Oaten Biscuits

The recipes this week come from a classic Victorian book “Biscuits for Bakers” (1896) by Frederick T. Vine. They are essentially two versions of the same biscuit, one sweet, one plain. The method and baking time for both is the same, with the only difference being some of the ingredients: more sugar and butter in the sweet version (above left), different mix of flours, less sugar/butter and the use of lard in the plain version (above right).

recipes

Since the recipes are from a book for commercial bakers, the quantities given are huge and the instructions rather scant. For example, instruction to ‘bake in a warm oven’ is very much open to interpretation, forcing me to, in the end, just guess as 150°C Fan.

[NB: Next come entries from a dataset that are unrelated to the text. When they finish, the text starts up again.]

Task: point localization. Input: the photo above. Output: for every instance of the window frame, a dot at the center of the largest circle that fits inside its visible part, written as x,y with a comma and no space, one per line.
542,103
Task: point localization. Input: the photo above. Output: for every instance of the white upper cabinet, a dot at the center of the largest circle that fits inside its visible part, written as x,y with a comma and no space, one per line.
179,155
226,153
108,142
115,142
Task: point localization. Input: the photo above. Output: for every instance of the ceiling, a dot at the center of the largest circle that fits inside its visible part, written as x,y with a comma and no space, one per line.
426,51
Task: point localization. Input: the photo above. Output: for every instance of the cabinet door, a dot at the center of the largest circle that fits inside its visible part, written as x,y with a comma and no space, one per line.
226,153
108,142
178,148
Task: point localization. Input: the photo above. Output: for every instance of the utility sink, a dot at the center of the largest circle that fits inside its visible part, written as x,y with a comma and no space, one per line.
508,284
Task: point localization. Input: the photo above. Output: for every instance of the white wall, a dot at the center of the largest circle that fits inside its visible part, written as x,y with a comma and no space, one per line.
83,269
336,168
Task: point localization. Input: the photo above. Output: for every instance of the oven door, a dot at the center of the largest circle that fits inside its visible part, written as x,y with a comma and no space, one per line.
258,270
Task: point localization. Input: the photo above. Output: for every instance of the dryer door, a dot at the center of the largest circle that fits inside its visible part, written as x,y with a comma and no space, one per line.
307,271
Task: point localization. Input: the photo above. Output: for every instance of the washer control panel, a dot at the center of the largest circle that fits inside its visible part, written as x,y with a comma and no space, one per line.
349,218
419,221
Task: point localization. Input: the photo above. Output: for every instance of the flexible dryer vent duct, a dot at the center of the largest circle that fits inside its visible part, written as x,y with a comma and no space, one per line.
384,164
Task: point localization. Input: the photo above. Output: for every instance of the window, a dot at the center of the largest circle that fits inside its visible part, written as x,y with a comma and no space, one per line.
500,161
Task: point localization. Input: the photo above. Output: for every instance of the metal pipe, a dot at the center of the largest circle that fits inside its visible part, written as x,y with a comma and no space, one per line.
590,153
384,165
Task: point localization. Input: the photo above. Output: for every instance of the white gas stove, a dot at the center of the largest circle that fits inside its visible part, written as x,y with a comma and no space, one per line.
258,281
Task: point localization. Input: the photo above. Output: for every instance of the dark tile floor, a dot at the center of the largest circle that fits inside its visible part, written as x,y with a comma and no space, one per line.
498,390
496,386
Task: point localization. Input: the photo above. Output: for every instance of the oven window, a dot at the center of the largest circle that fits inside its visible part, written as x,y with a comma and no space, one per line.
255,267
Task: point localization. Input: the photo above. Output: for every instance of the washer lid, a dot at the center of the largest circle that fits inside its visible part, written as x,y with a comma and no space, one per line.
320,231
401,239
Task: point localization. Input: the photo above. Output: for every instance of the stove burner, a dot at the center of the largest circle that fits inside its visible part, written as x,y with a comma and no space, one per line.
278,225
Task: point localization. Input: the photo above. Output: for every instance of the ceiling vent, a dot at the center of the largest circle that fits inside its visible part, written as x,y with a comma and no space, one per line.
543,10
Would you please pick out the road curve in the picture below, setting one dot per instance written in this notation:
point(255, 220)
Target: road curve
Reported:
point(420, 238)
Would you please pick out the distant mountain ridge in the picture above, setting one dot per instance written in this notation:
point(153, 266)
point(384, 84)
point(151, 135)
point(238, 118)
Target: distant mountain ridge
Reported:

I chose these recipes for several reasons. Firstly, I love an oat biscuit – who, in their right mind, doesn’t? Secondly, the comment that different mixtures resulted in differing suggested selling price points, with the sweet biscuit selling for 10d a pound, and the plain 8d per pound, so I was keen to see whether the sweet biscuits tasted 2d per pound better (spoiler alert, they did and they didn’t). Lastly, I wanted to use some gadgets – my vintage pastry wheels (aka jagging irons) pictured below, and the lettering stamp set I’d bought last year and not yet used.

jagging

One of my pet peeves is wastage, and the rectangular shapes of these biscuits meant that I could cut them out with absolute minimum wastage. There’s nothing wrong with re-rolling – see previous post about Empty Pudding – but you run the risk of the re-rolled items baking mis-shapen, due to poor combining of scraps, or becoming tough, due to over-mixing.

So what are they like? Well, the sweet version is like a sweet digestive – sweeter than the best-selling modern brand, but not overly sweet, and crisp and crumbly. I love the texture, but they are a little sweet for my tastes. Further experimentation with a finer grade of oatmeal and less sugar might refine this satisfactorily. I tried stamping ‘Rich Oaten’ on them, but the slight spreading due to the increased quantities of  butter/sugar meant the lettering veered towards the blobby, although they did become more browned during baking. The plain version held the lettering much better, and using the cutting wheel made for a very pleasing contrast between the flour-dusted top of the biscuit and the darker, unfloured cut sides. These biscuits are much more crisp and less crumbly, and although they were perfectly enjoyable plain, they really shine when eaten with a little salted butter, cheese or both.

During experimentation, it became clear that the optimum baking time for these biscuits is much longer than average, at 30 minutes. This is due to the need to ensure that they dry out completely, which in turn gives and maintains their crispness.

Oaten Biscuits

As mentioned above, the method and baking are the same for both types of biscuits, so just pick whichever style you prefer, and follow the method below.

Confession time: I was so engrossed in the lettering, I forgot to brush the biscuits for the photo with milk before baking. I quite like the results, but if you would like a browner biscuit, brush with milk.

Plain Oaten Rich Oaten
medium oatmeal 170g medium oatmeal 170g
wholemeal flour 115g wholemeal flour 56g
plain flour 85g plain flour 56g
caster sugar 56g caster sugar 85g
butter 28g butter 100g
lard 28g cream of tartar 1½tsp
cream of tartar 1½tsp bicarbonate of soda ¾tsp
bicarbonate of soda ¾tsp salt ½tsp
salt ½tsp milk  to mix
milk to mix    
  • Put the dry ingredients and fat(s) into a food processor and blitz to combine.
  • With the motor running, add milk a little at a time, until the mixture comes together in a ball.
  • Tip out the dough and knead a few times until smooth.
  • Roll out thinly – about 5mm – and dock (poke holes) all over, either with a docker or the end of a skewer or similar.
  • Cut out the biscuits. Rich Oaten are rectangles 3cm x 7cm, Plain Oaten are 5cm x 5cm squares.
  • If you have stamp letting to name the biscuits, use it now.
  • Chill the biscuits in the fridge for 30 minutes to help them keep their shape.
  • Heat the oven to 190°C, 150°C Fan.
  • Arrange the chilled biscuits on a parchment-lined baking sheet. Brush with milk if liked.
  • Bake for 10 minutes, then turn the baking sheet around and bake for another 10 minutes. Finally, flip the biscuits over so the bottoms can bake well and bake for 10 minutes, for a total of 30 minutes.
  • Cool on a wire rack.
  • When cold, store in an airtight container.